One nice profit is that the salt distributes the information in response to the proportions of the merchandise. If we had extra availability of sources, we might improve the variety of shuffle partitions in repartition() and add employees in response to the proportions of the information. This ensures that our course of scales predictably.
Salty and Liquid
This state of affairs combines the 2 strongest levers now we have explored to this point:
salting to regulate file measurement and parallelism, and liquid clustering to maintain associated information colocated with out inflexible partition boundaries.
After making use of the identical salting technique and a 1M row restrict per partition, the liquid-clustered desk exhibits a really related common partition measurement to the salted and partitioned case, as proven in Fig 13. Merchandise C and D stay near the 1M rows goal, whereas merchandise A and B settle barely above that threshold.

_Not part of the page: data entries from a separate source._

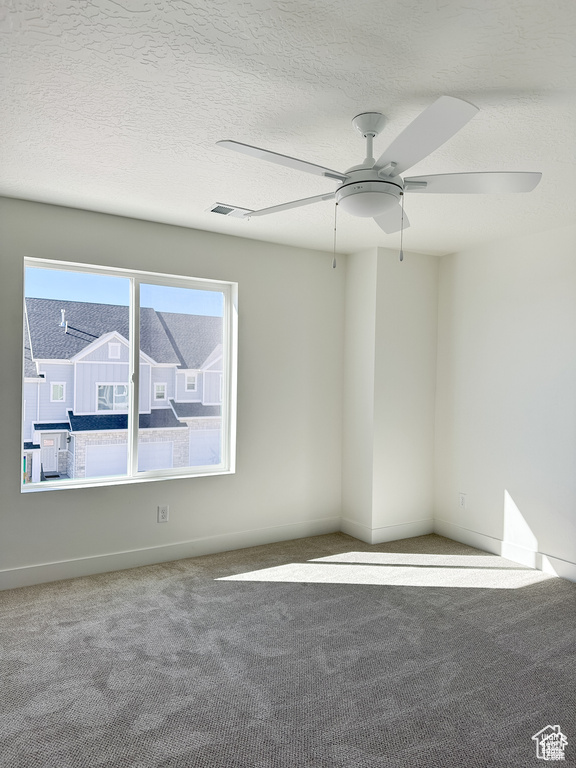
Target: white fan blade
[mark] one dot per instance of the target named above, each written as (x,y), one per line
(289,162)
(491,182)
(293,204)
(391,220)
(445,117)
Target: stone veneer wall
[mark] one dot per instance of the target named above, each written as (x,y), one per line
(179,438)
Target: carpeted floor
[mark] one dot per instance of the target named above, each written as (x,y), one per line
(439,656)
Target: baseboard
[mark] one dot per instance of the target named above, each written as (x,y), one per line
(388,532)
(466,536)
(118,561)
(531,558)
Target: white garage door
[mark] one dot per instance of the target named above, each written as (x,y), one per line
(155,456)
(104,460)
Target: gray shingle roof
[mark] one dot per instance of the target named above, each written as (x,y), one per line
(167,337)
(86,323)
(58,426)
(193,337)
(194,410)
(158,419)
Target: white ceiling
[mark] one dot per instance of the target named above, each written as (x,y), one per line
(116,105)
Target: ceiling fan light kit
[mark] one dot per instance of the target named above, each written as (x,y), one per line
(375,188)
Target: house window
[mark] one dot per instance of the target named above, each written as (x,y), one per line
(112,397)
(121,422)
(57,392)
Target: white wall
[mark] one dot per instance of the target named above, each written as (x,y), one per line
(289,392)
(390,377)
(405,376)
(506,398)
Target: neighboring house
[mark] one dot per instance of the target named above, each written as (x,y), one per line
(76,369)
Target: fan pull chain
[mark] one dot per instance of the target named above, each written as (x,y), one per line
(402,230)
(334,249)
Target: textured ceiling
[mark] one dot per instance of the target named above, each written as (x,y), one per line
(116,107)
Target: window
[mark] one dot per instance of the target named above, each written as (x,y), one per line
(112,397)
(57,392)
(118,424)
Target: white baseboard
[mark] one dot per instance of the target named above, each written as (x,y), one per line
(388,532)
(466,536)
(118,561)
(357,530)
(529,557)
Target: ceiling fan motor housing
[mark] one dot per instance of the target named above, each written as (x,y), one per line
(367,195)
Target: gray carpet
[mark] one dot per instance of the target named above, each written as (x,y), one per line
(419,663)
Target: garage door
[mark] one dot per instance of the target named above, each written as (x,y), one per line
(204,447)
(104,460)
(155,456)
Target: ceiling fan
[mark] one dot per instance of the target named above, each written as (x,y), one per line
(375,187)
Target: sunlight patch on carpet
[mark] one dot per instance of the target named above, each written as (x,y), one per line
(391,569)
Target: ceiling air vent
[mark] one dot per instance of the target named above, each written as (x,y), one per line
(229,210)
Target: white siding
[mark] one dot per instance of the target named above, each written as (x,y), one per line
(166,376)
(30,408)
(182,396)
(62,372)
(212,388)
(100,354)
(88,375)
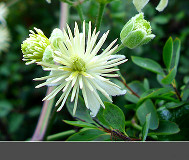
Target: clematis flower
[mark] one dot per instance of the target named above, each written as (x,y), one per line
(140,4)
(33,48)
(79,66)
(4,39)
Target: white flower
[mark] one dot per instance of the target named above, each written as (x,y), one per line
(80,67)
(4,38)
(3,12)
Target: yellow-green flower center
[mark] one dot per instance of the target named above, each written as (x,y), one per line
(78,64)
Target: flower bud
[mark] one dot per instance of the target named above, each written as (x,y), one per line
(34,47)
(136,32)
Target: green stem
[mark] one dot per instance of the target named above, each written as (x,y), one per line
(61,135)
(43,119)
(126,85)
(100,14)
(50,124)
(80,11)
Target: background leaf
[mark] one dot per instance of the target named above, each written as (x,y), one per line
(146,108)
(88,135)
(166,128)
(114,116)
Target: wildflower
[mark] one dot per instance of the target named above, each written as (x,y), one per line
(34,47)
(4,39)
(3,12)
(140,4)
(80,67)
(136,32)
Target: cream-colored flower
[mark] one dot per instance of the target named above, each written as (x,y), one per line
(4,39)
(81,67)
(3,12)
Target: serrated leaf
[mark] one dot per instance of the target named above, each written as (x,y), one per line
(80,124)
(168,53)
(146,108)
(146,126)
(148,64)
(114,116)
(146,84)
(87,135)
(173,105)
(165,128)
(154,93)
(170,77)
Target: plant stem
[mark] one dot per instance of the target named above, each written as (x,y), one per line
(80,11)
(126,85)
(60,135)
(100,14)
(50,124)
(43,119)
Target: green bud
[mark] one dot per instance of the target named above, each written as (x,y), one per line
(56,36)
(34,47)
(136,32)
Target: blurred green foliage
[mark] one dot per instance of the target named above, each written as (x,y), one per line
(20,102)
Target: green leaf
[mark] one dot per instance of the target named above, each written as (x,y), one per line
(173,105)
(165,128)
(168,53)
(130,97)
(137,87)
(148,64)
(146,126)
(146,84)
(87,134)
(176,53)
(82,112)
(146,108)
(5,108)
(80,124)
(170,77)
(114,116)
(101,119)
(15,122)
(154,93)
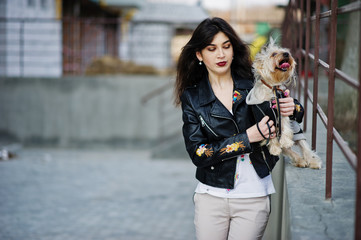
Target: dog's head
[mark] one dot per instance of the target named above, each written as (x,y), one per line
(274,65)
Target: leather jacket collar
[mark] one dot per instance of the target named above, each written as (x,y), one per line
(206,94)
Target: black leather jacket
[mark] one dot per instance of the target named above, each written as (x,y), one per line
(214,137)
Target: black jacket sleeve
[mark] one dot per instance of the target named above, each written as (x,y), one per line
(202,151)
(298,112)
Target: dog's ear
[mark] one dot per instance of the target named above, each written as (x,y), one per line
(271,41)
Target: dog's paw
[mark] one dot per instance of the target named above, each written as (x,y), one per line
(286,142)
(274,149)
(315,162)
(300,163)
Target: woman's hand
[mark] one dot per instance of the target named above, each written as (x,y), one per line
(287,105)
(254,133)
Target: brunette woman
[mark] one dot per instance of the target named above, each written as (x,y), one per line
(214,75)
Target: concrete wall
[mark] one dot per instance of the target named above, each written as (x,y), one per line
(151,44)
(75,111)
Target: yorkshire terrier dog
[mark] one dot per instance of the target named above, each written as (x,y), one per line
(274,69)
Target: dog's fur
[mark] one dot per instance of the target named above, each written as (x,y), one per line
(269,66)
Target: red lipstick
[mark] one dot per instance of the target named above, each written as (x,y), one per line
(222,64)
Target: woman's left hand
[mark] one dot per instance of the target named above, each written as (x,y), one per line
(287,105)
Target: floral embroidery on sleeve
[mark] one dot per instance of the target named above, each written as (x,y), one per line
(203,149)
(236,96)
(233,147)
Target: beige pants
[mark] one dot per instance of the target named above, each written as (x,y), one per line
(230,218)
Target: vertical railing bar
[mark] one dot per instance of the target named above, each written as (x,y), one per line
(315,75)
(358,167)
(331,98)
(307,62)
(21,50)
(300,36)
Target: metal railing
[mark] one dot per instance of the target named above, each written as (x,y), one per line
(297,36)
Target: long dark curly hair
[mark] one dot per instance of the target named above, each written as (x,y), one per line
(189,72)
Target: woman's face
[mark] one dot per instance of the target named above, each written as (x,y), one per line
(218,55)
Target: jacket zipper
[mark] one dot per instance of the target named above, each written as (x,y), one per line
(234,125)
(228,119)
(264,159)
(204,124)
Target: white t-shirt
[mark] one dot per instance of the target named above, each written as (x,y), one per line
(247,183)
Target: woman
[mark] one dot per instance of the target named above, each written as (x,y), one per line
(214,75)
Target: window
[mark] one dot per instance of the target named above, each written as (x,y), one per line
(31,3)
(44,4)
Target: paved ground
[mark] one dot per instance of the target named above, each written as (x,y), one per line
(95,195)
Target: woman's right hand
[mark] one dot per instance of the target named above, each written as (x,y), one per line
(254,134)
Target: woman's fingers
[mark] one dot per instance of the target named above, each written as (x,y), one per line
(287,106)
(267,127)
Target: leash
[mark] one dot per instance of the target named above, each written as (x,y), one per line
(277,93)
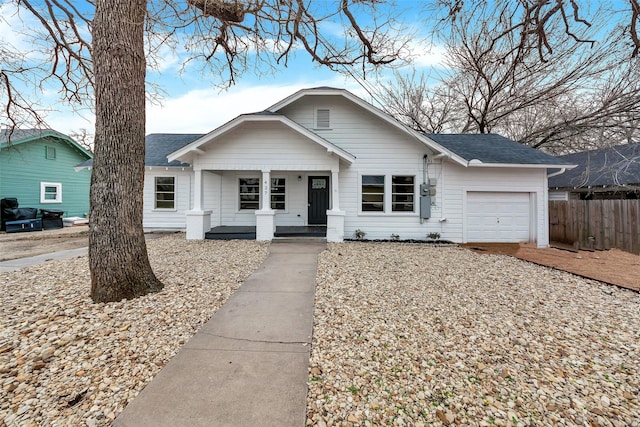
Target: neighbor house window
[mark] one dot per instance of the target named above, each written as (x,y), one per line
(402,193)
(373,193)
(50,153)
(50,192)
(249,189)
(323,118)
(278,194)
(165,192)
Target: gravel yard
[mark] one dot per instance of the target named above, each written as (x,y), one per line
(67,361)
(414,335)
(404,334)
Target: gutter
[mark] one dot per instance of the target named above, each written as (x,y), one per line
(560,172)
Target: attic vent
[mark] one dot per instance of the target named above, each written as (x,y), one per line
(50,153)
(322,119)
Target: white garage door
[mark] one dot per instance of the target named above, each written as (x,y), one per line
(498,217)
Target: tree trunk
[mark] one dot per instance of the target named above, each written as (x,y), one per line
(117,250)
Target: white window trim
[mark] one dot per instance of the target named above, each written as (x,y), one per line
(287,184)
(44,185)
(237,191)
(316,125)
(388,188)
(175,194)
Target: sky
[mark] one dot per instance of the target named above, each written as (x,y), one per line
(194,102)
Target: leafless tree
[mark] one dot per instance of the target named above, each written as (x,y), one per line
(573,98)
(95,50)
(537,19)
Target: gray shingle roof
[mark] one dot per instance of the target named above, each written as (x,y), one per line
(612,166)
(493,148)
(18,135)
(159,146)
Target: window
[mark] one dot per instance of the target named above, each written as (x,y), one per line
(388,193)
(50,153)
(402,193)
(50,192)
(373,193)
(249,193)
(165,192)
(278,194)
(322,119)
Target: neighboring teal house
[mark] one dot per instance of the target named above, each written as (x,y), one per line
(37,168)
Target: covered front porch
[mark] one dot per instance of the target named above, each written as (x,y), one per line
(264,205)
(230,232)
(265,172)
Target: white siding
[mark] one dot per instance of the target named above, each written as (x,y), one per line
(296,199)
(265,146)
(174,219)
(380,149)
(558,195)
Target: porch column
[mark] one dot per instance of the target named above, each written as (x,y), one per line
(335,217)
(265,217)
(197,190)
(198,220)
(335,191)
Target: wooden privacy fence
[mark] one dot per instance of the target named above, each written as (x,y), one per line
(596,224)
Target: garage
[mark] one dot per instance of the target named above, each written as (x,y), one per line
(498,217)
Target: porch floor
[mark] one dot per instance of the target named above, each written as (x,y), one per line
(230,232)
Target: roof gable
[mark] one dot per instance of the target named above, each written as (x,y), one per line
(611,166)
(157,147)
(184,153)
(475,150)
(21,136)
(492,149)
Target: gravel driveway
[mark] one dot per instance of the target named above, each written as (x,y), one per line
(413,335)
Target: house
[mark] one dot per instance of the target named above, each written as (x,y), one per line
(323,157)
(605,173)
(37,168)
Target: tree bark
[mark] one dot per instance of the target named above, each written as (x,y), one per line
(118,259)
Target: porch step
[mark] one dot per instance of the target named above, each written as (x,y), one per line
(299,239)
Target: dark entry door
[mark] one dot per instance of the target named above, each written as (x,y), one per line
(318,200)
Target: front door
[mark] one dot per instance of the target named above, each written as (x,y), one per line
(318,200)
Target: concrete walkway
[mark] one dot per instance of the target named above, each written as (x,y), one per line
(248,366)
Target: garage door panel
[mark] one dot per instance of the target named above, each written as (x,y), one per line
(498,217)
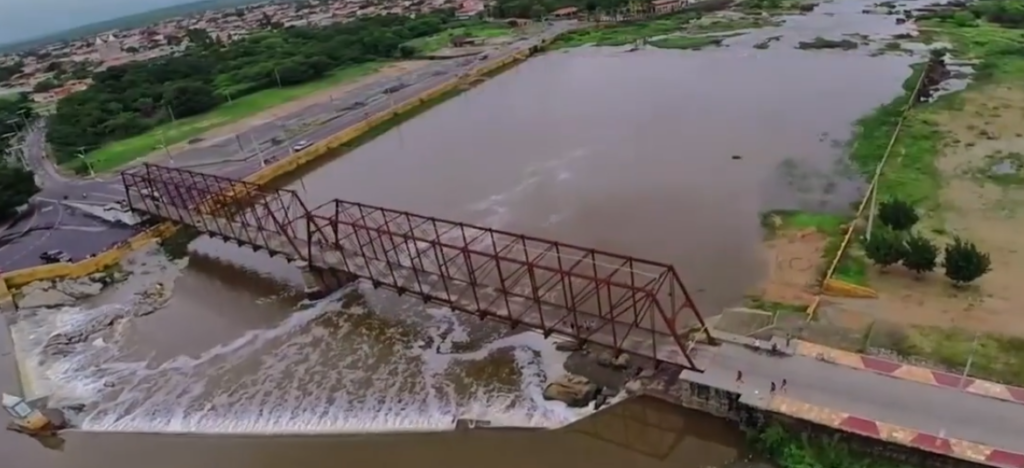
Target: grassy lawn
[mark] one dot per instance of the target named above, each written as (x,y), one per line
(438,41)
(995,357)
(688,42)
(118,154)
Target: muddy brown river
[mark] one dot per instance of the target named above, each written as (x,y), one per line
(658,154)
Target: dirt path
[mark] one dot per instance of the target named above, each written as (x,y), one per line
(213,135)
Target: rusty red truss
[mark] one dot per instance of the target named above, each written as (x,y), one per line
(625,303)
(207,201)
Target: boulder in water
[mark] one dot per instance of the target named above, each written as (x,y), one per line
(577,391)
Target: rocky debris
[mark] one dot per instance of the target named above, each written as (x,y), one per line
(42,294)
(763,45)
(608,359)
(143,303)
(66,292)
(576,391)
(568,346)
(81,288)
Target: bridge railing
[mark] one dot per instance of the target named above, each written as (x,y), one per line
(614,300)
(550,286)
(241,210)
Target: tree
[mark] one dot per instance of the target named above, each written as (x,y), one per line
(964,262)
(16,187)
(885,248)
(897,214)
(922,255)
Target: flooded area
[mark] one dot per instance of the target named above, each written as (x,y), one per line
(665,155)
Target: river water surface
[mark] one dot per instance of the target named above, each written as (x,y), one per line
(658,154)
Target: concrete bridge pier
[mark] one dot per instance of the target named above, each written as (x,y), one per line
(320,283)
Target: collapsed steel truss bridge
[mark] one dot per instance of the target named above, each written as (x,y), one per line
(627,304)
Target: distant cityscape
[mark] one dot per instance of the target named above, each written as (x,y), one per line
(55,71)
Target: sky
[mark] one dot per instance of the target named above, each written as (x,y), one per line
(20,19)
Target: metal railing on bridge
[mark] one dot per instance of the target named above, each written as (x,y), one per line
(625,303)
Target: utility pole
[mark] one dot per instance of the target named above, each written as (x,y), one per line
(163,142)
(259,151)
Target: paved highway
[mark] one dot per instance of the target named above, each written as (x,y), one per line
(939,411)
(49,224)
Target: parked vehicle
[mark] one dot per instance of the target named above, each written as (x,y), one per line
(302,144)
(55,256)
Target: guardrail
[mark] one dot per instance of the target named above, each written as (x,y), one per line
(19,278)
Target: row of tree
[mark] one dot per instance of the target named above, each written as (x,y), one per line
(1006,12)
(539,8)
(130,99)
(896,243)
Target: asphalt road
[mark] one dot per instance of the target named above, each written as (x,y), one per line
(50,225)
(939,411)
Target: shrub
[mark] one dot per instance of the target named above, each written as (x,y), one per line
(885,248)
(922,255)
(897,214)
(964,262)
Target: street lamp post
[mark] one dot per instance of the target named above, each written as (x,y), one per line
(163,142)
(81,155)
(259,151)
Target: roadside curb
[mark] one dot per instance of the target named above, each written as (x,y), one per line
(911,373)
(964,450)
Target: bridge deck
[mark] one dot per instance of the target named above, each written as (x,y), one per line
(626,304)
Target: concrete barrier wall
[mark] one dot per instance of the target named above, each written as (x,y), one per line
(758,413)
(16,279)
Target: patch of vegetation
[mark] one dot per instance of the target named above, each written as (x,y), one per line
(964,262)
(897,214)
(922,255)
(625,33)
(689,42)
(1003,169)
(15,111)
(994,357)
(710,25)
(130,99)
(822,43)
(176,246)
(767,42)
(885,248)
(117,154)
(911,176)
(480,30)
(787,450)
(17,185)
(774,307)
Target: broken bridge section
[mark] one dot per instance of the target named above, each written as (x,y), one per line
(625,303)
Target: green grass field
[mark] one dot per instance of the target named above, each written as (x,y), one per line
(118,154)
(438,41)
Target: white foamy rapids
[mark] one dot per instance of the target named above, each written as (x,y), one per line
(327,368)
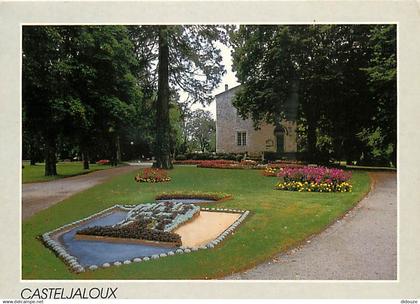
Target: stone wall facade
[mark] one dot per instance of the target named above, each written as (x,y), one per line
(229,123)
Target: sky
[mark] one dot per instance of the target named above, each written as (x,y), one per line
(229,79)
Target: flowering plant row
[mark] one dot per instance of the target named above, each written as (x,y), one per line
(314,175)
(152,175)
(103,162)
(314,187)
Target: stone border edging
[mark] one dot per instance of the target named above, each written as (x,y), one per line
(74,265)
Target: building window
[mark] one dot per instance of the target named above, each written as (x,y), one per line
(241,138)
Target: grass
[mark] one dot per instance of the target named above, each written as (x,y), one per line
(35,173)
(278,220)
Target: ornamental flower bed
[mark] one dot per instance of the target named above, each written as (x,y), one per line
(271,171)
(314,179)
(73,261)
(103,162)
(152,175)
(216,196)
(134,230)
(150,222)
(314,187)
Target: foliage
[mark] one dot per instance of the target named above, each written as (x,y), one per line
(314,179)
(36,173)
(201,128)
(152,175)
(344,77)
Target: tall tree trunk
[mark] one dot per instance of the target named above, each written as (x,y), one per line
(50,157)
(162,148)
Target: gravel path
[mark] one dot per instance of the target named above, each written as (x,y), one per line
(361,246)
(40,196)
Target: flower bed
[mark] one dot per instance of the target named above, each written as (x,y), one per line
(271,171)
(152,175)
(73,261)
(103,162)
(138,229)
(216,196)
(151,222)
(314,179)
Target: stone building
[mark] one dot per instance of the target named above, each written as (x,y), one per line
(236,135)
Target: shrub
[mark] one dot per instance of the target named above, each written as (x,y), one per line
(152,175)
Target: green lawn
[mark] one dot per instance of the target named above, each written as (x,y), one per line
(278,220)
(31,174)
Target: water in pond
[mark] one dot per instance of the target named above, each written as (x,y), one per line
(96,252)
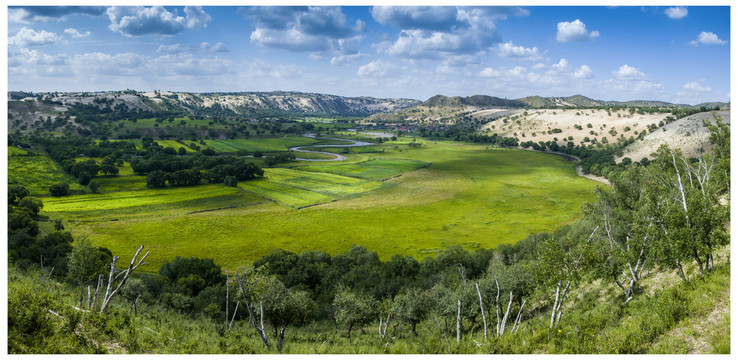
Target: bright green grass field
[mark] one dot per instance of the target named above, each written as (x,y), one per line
(468,196)
(259,144)
(36,173)
(377,169)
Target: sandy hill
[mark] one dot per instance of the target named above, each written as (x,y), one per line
(580,126)
(687,134)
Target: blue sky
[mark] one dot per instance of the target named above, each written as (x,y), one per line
(678,54)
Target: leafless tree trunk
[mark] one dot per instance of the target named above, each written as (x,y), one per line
(383,332)
(234,315)
(97,293)
(134,309)
(484,317)
(497,307)
(504,318)
(110,293)
(260,330)
(462,273)
(560,295)
(516,325)
(280,339)
(227,290)
(458,322)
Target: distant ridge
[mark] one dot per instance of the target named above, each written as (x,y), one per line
(475,101)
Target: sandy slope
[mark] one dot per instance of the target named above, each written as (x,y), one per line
(535,125)
(687,134)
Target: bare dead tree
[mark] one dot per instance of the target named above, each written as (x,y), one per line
(516,325)
(260,329)
(462,273)
(458,322)
(383,331)
(497,307)
(110,293)
(504,318)
(227,289)
(234,315)
(481,307)
(97,292)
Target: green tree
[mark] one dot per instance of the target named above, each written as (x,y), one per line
(86,261)
(284,307)
(31,204)
(16,193)
(156,179)
(411,305)
(93,186)
(354,310)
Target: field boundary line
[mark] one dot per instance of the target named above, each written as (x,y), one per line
(230,207)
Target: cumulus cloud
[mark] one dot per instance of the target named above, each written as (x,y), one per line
(696,86)
(75,34)
(628,72)
(574,31)
(469,31)
(630,81)
(36,14)
(584,72)
(133,21)
(677,12)
(30,37)
(218,47)
(378,68)
(346,59)
(562,65)
(174,48)
(302,29)
(416,17)
(508,49)
(707,38)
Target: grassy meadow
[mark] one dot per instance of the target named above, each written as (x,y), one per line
(449,193)
(36,173)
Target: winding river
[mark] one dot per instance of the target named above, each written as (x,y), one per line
(337,157)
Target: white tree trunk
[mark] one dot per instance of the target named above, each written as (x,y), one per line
(133,266)
(556,302)
(504,318)
(516,325)
(497,307)
(481,306)
(458,322)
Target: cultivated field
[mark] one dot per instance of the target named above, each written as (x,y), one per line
(36,173)
(448,193)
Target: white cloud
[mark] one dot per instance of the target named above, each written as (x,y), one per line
(677,12)
(291,39)
(630,83)
(584,72)
(315,29)
(76,34)
(174,48)
(156,20)
(707,38)
(218,47)
(574,31)
(562,65)
(508,49)
(445,31)
(695,86)
(30,37)
(346,59)
(628,72)
(378,68)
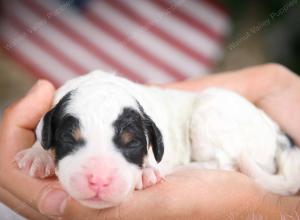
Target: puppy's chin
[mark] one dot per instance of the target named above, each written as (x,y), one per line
(99,204)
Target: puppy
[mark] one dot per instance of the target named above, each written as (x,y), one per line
(106,136)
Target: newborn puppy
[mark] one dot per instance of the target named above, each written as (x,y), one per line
(106,136)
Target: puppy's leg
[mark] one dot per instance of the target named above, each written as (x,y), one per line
(36,161)
(149,177)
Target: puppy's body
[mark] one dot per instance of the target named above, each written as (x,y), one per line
(116,122)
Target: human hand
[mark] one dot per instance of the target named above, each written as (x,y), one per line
(176,197)
(192,194)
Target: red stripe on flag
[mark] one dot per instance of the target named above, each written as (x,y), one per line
(174,42)
(27,64)
(218,7)
(113,32)
(46,46)
(190,20)
(81,40)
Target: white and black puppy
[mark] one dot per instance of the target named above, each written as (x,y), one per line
(106,136)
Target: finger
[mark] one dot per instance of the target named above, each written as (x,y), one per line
(27,112)
(22,117)
(19,206)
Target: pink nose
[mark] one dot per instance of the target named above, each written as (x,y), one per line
(97,183)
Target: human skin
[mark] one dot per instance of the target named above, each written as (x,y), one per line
(186,194)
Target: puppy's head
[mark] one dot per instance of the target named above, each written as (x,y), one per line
(100,139)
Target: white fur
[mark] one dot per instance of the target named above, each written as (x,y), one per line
(215,129)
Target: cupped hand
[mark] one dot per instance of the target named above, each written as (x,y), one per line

Nonetheless, the principle distinction seems in how these partitions are distributed and consumed by Spark. As proven in Fig. 14, product D once more reaches a excessive variety of file partitions, offering sufficient parallelism to saturate the obtainable cores throughout inference.

Not like the partitioned counterpart, liquid clustering permits Spark to adapt file format over time whereas nonetheless benefiting from the salt. This leads to a extra even distribution of labor throughout executors, with fewer excessive outliers in each enter measurement and process length.
From the abstract statistics in Fig. 15, we observe that almost all of duties are accomplished inside a decent runtime window, and the utmost process length is decrease than within the salty and partitioned state of affairs. This means decreased skew and higher load balancing throughout the cluster.


An vital facet impact is that liquid clustering preserves information locality for the filtered columns with out imposing strict partition boundaries. This enables Spark to nonetheless profit from information skipping, whereas the salt ensures that no single executor is overwhelmed with tens of thousands and thousands of rows.
Total, salty and liquid emerges as probably the most sturdy setup: it maximizes parallelism, minimizes skew, and reduces operational threat when inference workloads develop or cluster configurations change.
Key Takeaways
- Inference scalability is commonly restricted by information format, not mannequin complexity. Poorly sized file partitions can go away lots of of cores idle whereas just a few executors course of tens of thousands and thousands of rows.
- Partitioning alone just isn’t sufficient for large-scale inference. With out controlling file measurement, partitioned tables can nonetheless produce large partitions that result in long-running, skewed duties.
- Salting is an efficient software to unlock parallelism. Introducing a salt key and imposing a row restrict per partition dramatically will increase the variety of runnable duties and stabilizes runtimes.
- Liquid clustering enhances salting by decreasing skew with out inflexible boundaries. It permits Spark to adapt file format over time, making the system extra resilient as information grows.